Figure 3: aiiA mechanism controlled under the pBAD promoter. Left) No induction state, aiiA expression is triggered by pTet. Right) Arabinose activates the pBAD promoter leading to the expression of tetR which inhibits pTet, avoiding suppressing the expression of aiiA and leading to the formation of the LuxR-AHL dimer which further binds to pLux, leading to activation of the quorum sensing system and GFP generation.

Production of TetR is regulated by the inducible promoter pBAD. Addition of L-Arabinose should lead to production of TetR. TetR can then bind and repress pTet, halting aiiA production. Lower levels of aiiA in the cells would mean higher levels of AHL, which should then lead to auto-activation and production of GFP. In this way, addition of L-Arabinose should induce a fluorescent signal. The fluorescence of this new construct was measured alongside the old construct and the negative controls (Figure 4).
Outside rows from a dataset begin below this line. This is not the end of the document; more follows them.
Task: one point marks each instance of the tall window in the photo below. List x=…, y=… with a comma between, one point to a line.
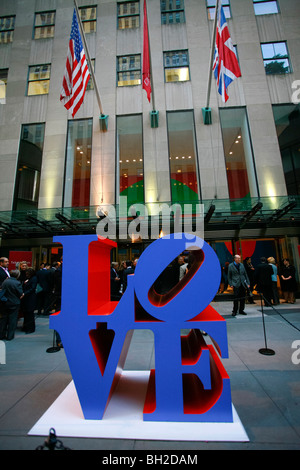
x=88, y=16
x=211, y=9
x=128, y=15
x=44, y=24
x=176, y=65
x=287, y=121
x=38, y=80
x=172, y=11
x=182, y=156
x=3, y=84
x=7, y=26
x=241, y=175
x=265, y=7
x=78, y=163
x=276, y=58
x=130, y=158
x=29, y=166
x=129, y=70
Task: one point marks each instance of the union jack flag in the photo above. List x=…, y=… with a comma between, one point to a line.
x=77, y=74
x=226, y=67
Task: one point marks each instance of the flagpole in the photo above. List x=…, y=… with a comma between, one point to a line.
x=212, y=52
x=91, y=70
x=150, y=61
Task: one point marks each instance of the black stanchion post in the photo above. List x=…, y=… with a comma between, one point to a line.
x=265, y=351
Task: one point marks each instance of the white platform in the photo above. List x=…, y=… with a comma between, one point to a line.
x=123, y=418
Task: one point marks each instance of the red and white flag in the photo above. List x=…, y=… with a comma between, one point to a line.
x=146, y=57
x=77, y=74
x=226, y=67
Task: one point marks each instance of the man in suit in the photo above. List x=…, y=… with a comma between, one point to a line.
x=45, y=298
x=238, y=279
x=263, y=278
x=13, y=292
x=3, y=270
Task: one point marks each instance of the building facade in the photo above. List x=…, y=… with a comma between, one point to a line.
x=57, y=173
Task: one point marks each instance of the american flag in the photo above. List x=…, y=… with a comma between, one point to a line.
x=146, y=57
x=226, y=67
x=77, y=74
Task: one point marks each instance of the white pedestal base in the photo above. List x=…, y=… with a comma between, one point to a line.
x=123, y=418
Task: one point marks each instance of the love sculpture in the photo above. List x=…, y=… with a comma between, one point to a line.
x=189, y=382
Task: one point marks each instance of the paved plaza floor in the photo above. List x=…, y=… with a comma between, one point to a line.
x=265, y=389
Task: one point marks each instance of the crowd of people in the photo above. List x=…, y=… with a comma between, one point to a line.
x=244, y=278
x=25, y=292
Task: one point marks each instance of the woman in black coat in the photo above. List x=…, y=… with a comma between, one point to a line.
x=29, y=301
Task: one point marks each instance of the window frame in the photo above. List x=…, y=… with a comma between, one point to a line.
x=7, y=30
x=118, y=192
x=41, y=27
x=174, y=67
x=88, y=21
x=128, y=15
x=211, y=9
x=170, y=11
x=128, y=70
x=258, y=2
x=274, y=59
x=38, y=80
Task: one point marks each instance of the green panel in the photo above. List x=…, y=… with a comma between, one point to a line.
x=181, y=192
x=135, y=193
Figure 4: The fluorescence produced by cells containing the Reporter QS (BBa_K1913005), Inducible QS (Reporter QS with repressible aiiA BBa_K2387070). L-Arabinose was added to the 'Induced' cells negative control 1 encodes only for GFP, negative control 2 for both GFP and LuxR.

Conclusion

For Mantis to have a high sensitivity, we need a system that can increase fluorescence production specifically in response to detection of antigen. We determined that QS could be a good strategy to achieve this. Our goal was to engineer a construct where QS could be induced, for example by Cpx or by addition of L-Arabinose. We started off with a QS system that always produces fluorescence. The goal was to reduce the sensitivity to AHL. Through the mathematical model we discovered that aiiA can be used to tune the sensitivity of the QS system. Inspired by our model, the BioBrick BBa_K2387070 that allows for inducible repression of aiiA production was engineered. By combining our BioBrick with the existing QS reporter BioBrick BBa_K1913005, we managed to induce fluorescence by addition of L-Arabinose. Our module was therefore able to detect L-Arabinose and turn on QS. Thus, GFP was produced when required.

Our BioBrick allows the engineering of whole-cell biosensors that incorporate QS as a means of signal amplification or to synchronize the reporter system across an entire population. For this BioBrick to work with a detection module, that module has to trigger TetR production upon detection. In doing so, QS will be triggered, resulting in a fluorescent signal.

References

  1. Miller, Melissa B., and Bonnie L. Bassler. "Quorum sensing in bacteria." Annual Reviews in Microbiology 55.1 (2001): 165-199.
  2. Ganesan, Sundar, et al. "A dark yellow fluorescent protein (YFP)-based Resonance Energy-Accepting Chromoprotein (REACh) for Förster resonance energy transfer with GFP." Proceedings of the National Academy of Sciences of the United States of America 103.11 (2006): 4089-4094.